The Business Side of Coaching
Posted on December 22, 2015 by Ken Abrams, One of Thousands of Executive Coaches on Noomii.
Rate of return for coaching services and it's value.
Without a doubt, coaching is the hottest approach to enhancing the performance of people in an enterprise—whether it’s teams of coaches working with managers in a Fortune 500 company, transition coaching for new C-level executive hires, or coaches working with the owners of small businesses or sole proprietorships.
It is clear from the increasing acceptance and investment in coaching that we believe coaching works.
But how well does it work? And how hard is it to measure? In recent years, a couple of detailed, well-documented studies have put the return on investment (ROI) of major coaching engagements within Fortune 500 companies at between 600% and 700%, depending upon how improved retention was calculated.
But studies of this precision—funded by the corporate clients—are generally too costly to be a sustained way of assessing the business benefits of coaching—even at the level of large corporations. Moreover, the issue of the benefits of coaching is, if anything, even more relevant to small business. For many firms considering hiring a coach, the notion of funding a major study to assess the results is laughable, yet it is critical that they be able to associate the benefits they are deriving from their investment in coaching.
The challenge of measuring the benefits of coaching often depends upon why the coach has been engaged in the first place. In some cases, the goal of a coaching engagement can be fairly easy to quantify—improving meeting management skills, for example. You can measure how many meetings start on time, how many end on time and survey meeting attendees as to the effectiveness of the meeting. With a little imagination, such measures could be converted to hard dollar savings or productivity increases and an actual ROI developed.
Often, however, the connection between the behavior and the result isn’t so clear. One of the biggest challenges in measuring coaching is that tangible, behavioral change is usually linked to intangible mindsets and beliefs. Effective measurement strategies require that we make those intangibles measurable.
Is it possible to capture all of those intangibles in some concrete, meaningful metric?

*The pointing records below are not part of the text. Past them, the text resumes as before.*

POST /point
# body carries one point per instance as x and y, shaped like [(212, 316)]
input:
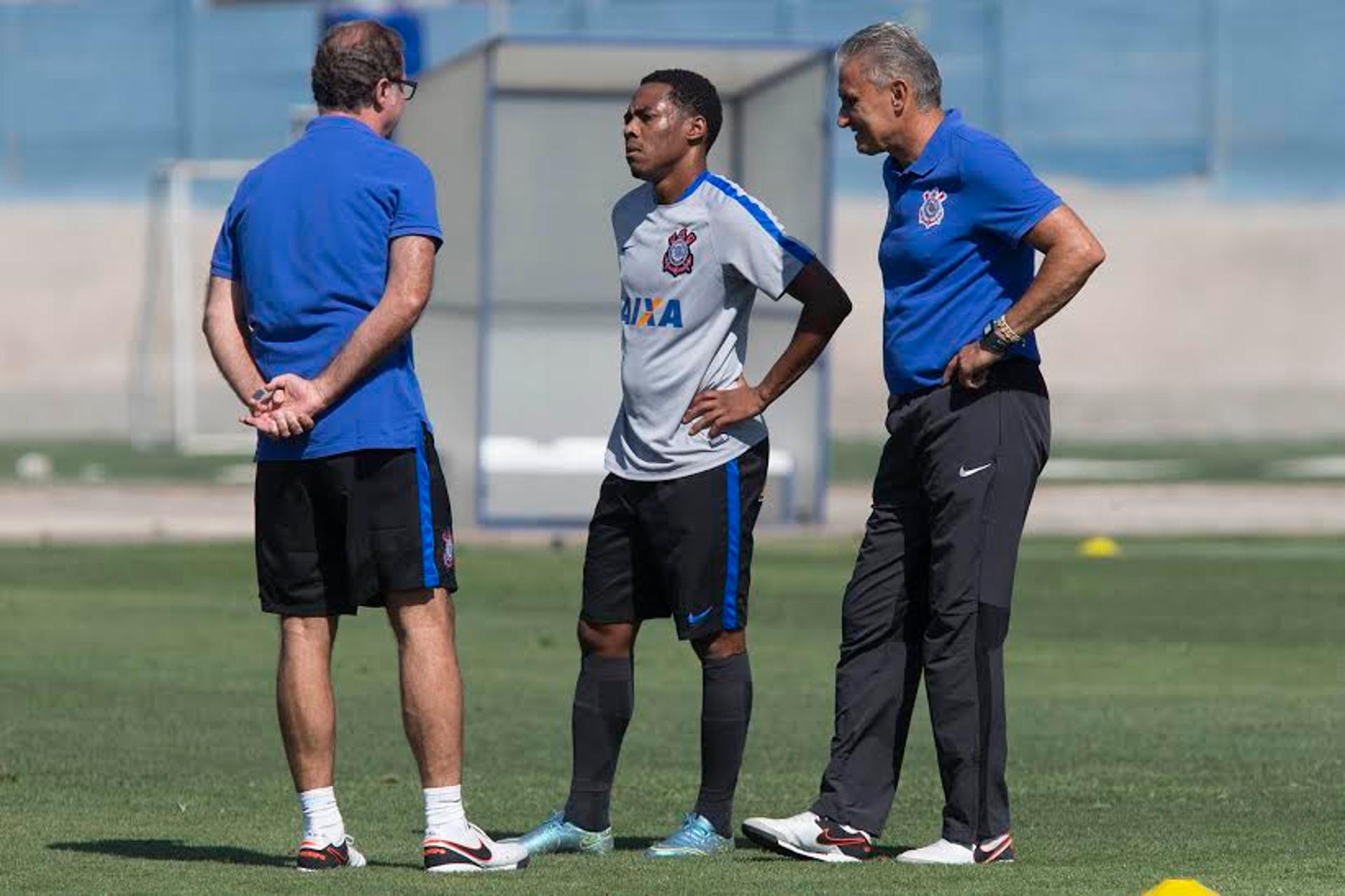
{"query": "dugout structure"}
[(520, 350)]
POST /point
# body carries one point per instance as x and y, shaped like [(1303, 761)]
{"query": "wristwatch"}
[(993, 342)]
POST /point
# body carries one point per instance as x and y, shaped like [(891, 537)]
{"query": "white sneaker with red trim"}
[(469, 849)]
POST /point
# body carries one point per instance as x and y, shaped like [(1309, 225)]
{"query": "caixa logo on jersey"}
[(651, 312)]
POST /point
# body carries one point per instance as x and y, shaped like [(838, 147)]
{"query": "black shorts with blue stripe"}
[(677, 548), (342, 532)]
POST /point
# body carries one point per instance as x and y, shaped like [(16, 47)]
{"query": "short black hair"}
[(352, 60), (694, 95)]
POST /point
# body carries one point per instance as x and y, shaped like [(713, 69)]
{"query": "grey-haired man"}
[(970, 429)]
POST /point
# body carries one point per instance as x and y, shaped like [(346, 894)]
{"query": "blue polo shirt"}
[(308, 236), (953, 254)]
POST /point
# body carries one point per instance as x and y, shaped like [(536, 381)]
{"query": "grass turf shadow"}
[(174, 850), (177, 850)]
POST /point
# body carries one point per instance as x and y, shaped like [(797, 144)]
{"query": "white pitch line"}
[(1084, 469), (1324, 467)]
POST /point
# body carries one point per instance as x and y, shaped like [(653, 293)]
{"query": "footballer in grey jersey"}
[(672, 533), (690, 270)]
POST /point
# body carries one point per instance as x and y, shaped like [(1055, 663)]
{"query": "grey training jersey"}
[(689, 273)]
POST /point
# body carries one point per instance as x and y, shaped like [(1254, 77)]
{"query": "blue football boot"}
[(696, 837), (558, 836)]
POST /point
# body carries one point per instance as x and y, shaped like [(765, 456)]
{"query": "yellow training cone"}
[(1181, 887), (1099, 546)]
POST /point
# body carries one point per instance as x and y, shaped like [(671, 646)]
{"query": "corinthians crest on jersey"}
[(931, 207), (678, 259)]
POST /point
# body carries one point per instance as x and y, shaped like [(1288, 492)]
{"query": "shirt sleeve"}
[(1013, 200), (418, 213), (223, 261), (750, 240)]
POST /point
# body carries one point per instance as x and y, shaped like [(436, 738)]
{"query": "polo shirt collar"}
[(935, 150), (338, 121)]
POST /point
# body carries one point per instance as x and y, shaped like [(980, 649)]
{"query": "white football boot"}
[(810, 836), (997, 849), (470, 850)]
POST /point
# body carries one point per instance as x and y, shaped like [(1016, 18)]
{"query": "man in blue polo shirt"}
[(322, 268), (970, 432)]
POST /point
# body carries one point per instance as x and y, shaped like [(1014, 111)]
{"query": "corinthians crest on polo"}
[(931, 207), (678, 259)]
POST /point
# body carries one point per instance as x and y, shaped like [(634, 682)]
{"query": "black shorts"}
[(677, 548), (342, 532)]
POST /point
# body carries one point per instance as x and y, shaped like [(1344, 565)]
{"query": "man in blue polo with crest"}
[(970, 429), (672, 535)]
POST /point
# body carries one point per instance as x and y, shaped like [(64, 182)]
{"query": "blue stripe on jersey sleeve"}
[(789, 244)]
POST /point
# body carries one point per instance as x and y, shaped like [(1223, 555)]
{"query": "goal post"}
[(177, 397)]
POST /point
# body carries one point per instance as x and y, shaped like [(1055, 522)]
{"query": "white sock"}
[(444, 811), (322, 818)]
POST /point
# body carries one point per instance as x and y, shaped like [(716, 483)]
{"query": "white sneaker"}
[(810, 836), (469, 849), (318, 852), (997, 849)]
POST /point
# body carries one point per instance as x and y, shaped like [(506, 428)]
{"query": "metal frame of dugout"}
[(518, 352)]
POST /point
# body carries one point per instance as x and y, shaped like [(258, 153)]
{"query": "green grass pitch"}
[(1175, 712)]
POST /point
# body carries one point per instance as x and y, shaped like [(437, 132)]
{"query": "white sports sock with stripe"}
[(444, 815), (322, 817)]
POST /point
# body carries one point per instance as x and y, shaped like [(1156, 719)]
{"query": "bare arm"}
[(1071, 253), (411, 273), (825, 305)]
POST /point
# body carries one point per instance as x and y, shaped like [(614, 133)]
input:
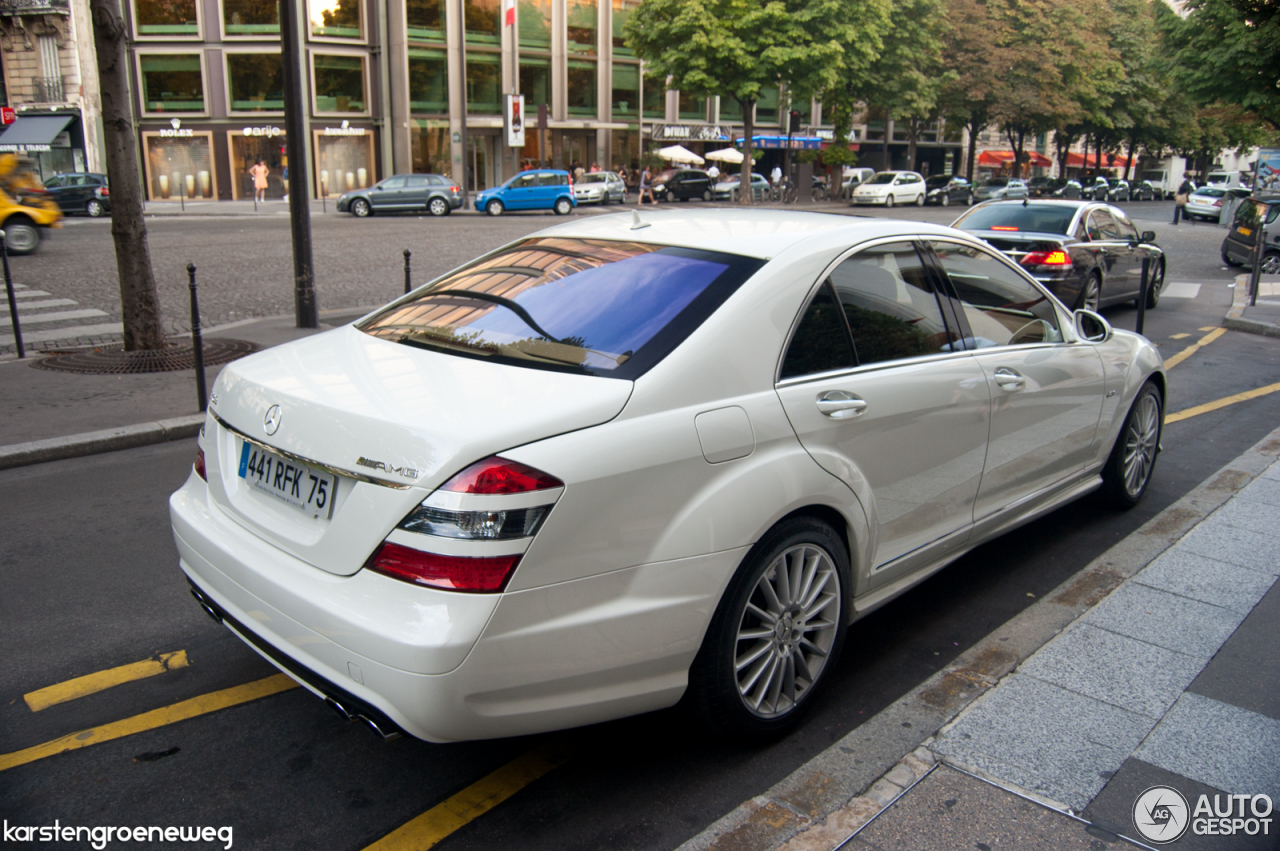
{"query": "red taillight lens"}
[(497, 475), (1046, 259), (457, 573)]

The answer is generally, “No, not precisely.” However, there are techniques that can be used to evaluate the effectiveness of coaching and often to achieve a realistic estimate of the ROI. More importantly, setting up an evaluation process up front not only helps set performance expectations, but it can also make the coaching more effective.
For example, coaching can be refocused to deal with issues or to ensure that business priorities will be met. In this way, the evaluation of coaching becomes more than just a measuring stick—it becomes a key approach to deepen the business value of coaching.
For large firms, coaching consultancy MetrixGlobal suggests seven critical steps for measuring ROI from a coaching engagement:
1. Set objectives for the engagement that are specific, measurable, achievable, realistic and time bound. Establish a performance benchmark from existing appraisals and reviews.
2. Ensure that coaching objectives flow from overall project and/or business objectives.
3. Communicate the methodology for measuring the monetary value of the coaching program before the program begins.
4. Identify the opportunity costs of the client’s time for participating in coaching.
5. Capture the monetary value of the coaching in tandem with the intangible value.
6. Validate the calculation with the managers being coached.
7. Communicate the results of the coaching program to key stakeholders.
Smaller firms, on the other hand, often cannot spend the time and effort to achieve the same level of measurement precision. In that case, there are several steps they can take to come up with quantifiable measures, if not quite ROI metrics. Among them are: 360-degree surveys, climate surveys within the organization, employee performance metrics and customer surveys.
However, such broad measures can be disconnected from the effect of specific behavior changes that the coach and the executive are addressing. The challenge is to figure out the connections between the executive’s behavior and the behavior of the organization. Lore International Institute’s Bacon suggests these possibilities: improvements in productivity, reductions in absenteeism and employee turnover, reductions in cycle time, improvements in quality and/or reduction in waste, increased customer satisfaction, and increased value of the opportunity pipeline.
Though challenging, the business effectiveness of coaching can be measured, or at least closely approximated. And if coaching is to prove its worth, it ultimately must stand up to the same test as any other investment in the business.